Roche to supply antibody tests to Moderna's COVID-19 vaccine trial

As the clinical observations of Moderna’s COVID-19 vaccine continue—and with the FDA’s review decision approaching fast—Roche will supply the study with its sensitive antibody blood test to help track how well the shot performs.

The partnership aims to measure the levels of coronavirus antibodies present in the blood following inoculation and to help draw the line where vaccine-induced protection begins.

A previous Roche antibody diagnostic was used in earlier stages of Moderna’s work, specifically linked to the virus’ nucleocapsid protein, to determine only whether or not a person had previously been exposed to the pathogen.

Now the company’s latest, quantitative Elecsys test, authorized by the FDA last week, will be used to measure antibodies that can block the coronavirus’ cell-unlocking spike protein—the same antibodies that Moderna’s mRNA-based vaccine is designed to spur.

In addition, measuring antibody levels could provide answers on which amounts are necessary to maintain immunity—including whether a person may need a subsequent booster shot—but to also understand how antibodies could prevent COVID-19 infections from developing into the most severe, life-threatening cases, according to Roche.

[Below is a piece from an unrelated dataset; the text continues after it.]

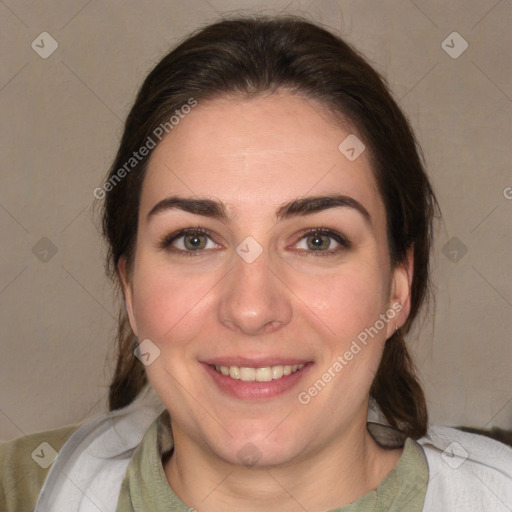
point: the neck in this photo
(334, 475)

RELATED: Moderna's 3-month data raise hopes for COVID-19 vaccine durability

In a recent publicized study data, Moderna said that people’s antibody levels remained high for at least three months after taking its two-dose vaccine, though they declined slightly over time. 

The early research, from the company’s phase 1/2 trial, suggests that the shot may offer protection for at least six months—and that people may need to revaccinate against the disease on an annual basis, not unlike the flu. 

However, it will take more time for clearer antibody data to come from Moderna’s larger phase 3 studies, which last month posted an efficacy of 94.5% and no severe cases. The vaccine itself is currently slated for a public appraisal by the FDA and its vaccine advisory committee Dec. 17, with an agency authorization decision expected to follow.

Meanwhile, a separate pre-print study by the University of Oxford—highlighted this week in NIH Director Francis Collins' official blog—tracked antibody levels among frontline healthcare professionals in the U.K., showing protection could last for several months after being exposed to the virus on the job. Only three of more than 1,400 workers who tested positive for antibodies would later receive positive results of an active infection, and none of them showed any symptoms.